= Dimples D. =

American rapper

Crystal Smith, better known by her stage name Dimples D., is an American rapper.

==Sucker DJ==
Dimples D. was selected as the vocalist for a track by hip-hop producer Marley Marl entitled "Sucker DJ's (I Will Survive)", released on Party Time Records in 1983. "Sucker DJ's" was written by Crystal Smith / Williams / Kaye / Montenegro.

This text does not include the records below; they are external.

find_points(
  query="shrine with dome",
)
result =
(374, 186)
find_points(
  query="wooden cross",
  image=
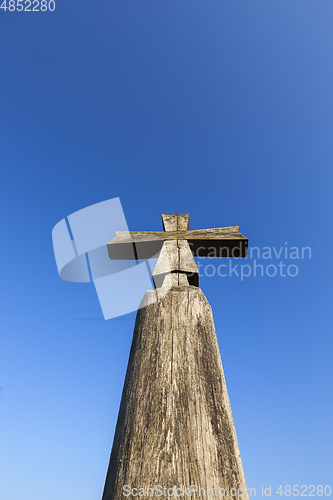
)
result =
(176, 247)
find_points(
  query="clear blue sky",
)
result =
(219, 108)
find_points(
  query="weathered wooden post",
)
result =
(175, 427)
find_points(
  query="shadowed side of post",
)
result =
(175, 425)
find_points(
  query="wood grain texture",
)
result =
(175, 425)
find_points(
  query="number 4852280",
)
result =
(27, 5)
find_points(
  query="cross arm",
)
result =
(218, 242)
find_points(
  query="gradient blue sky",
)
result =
(219, 108)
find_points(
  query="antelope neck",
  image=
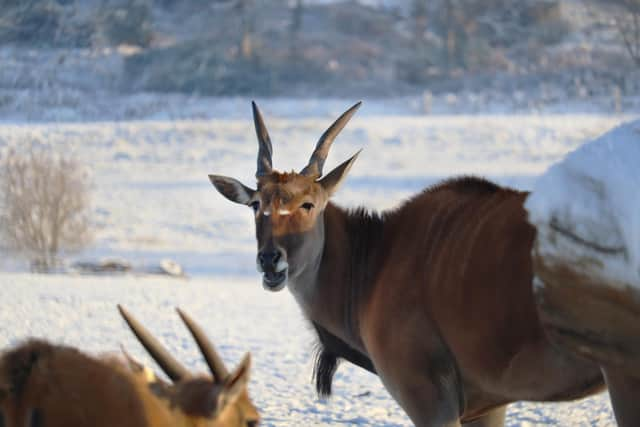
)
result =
(333, 290)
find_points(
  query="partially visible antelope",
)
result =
(434, 296)
(47, 385)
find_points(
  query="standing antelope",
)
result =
(46, 385)
(434, 296)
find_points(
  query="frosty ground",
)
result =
(152, 200)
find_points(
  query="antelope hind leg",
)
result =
(495, 418)
(417, 369)
(624, 391)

The song—an answer song to Run-D.M.C.'s "Sucker M.C.s (Krush-Groove 1)"—did not sell in quantity upon its first release, but Ben Liebrand reworked the song in 1990, including a sample of the theme song from the American sitcom I Dream of Jeannie. Upon re-release, the song went to #1 in Australia, #17 in the UK singles chart, and charted in many countries in Europe.

==Discography==
===Albums===

List of albums, with selected details
| Title | Details |
|---|---|
| Dimples & Spice | Released: 1991; Format: CD, LP, CS; Label: Strictly Dance; |

===Singles===

List of singles, with selected chart positions
Year: Title; Peak positions; Album
AUS: AUT; BEL (FL); GER; NED; NZ; UK
1983: "Sucker DJ's (I Will Survive)" (US only); —; —; —; —; —; —; —; single only
1990: "Sucker DJ (A Witch for Love)" (Ben Liebrand remix); 1; 10; 25; 16; 8; 2; 17; Dimples & Spice
1991: "I Can't Wait"; —; —; —; —; —; —; —
"Sisters Keep on Doin' It" (with Lady Spice): 116; —; —; —; —; —; —
"—" denotes releases that did not chart or were not released.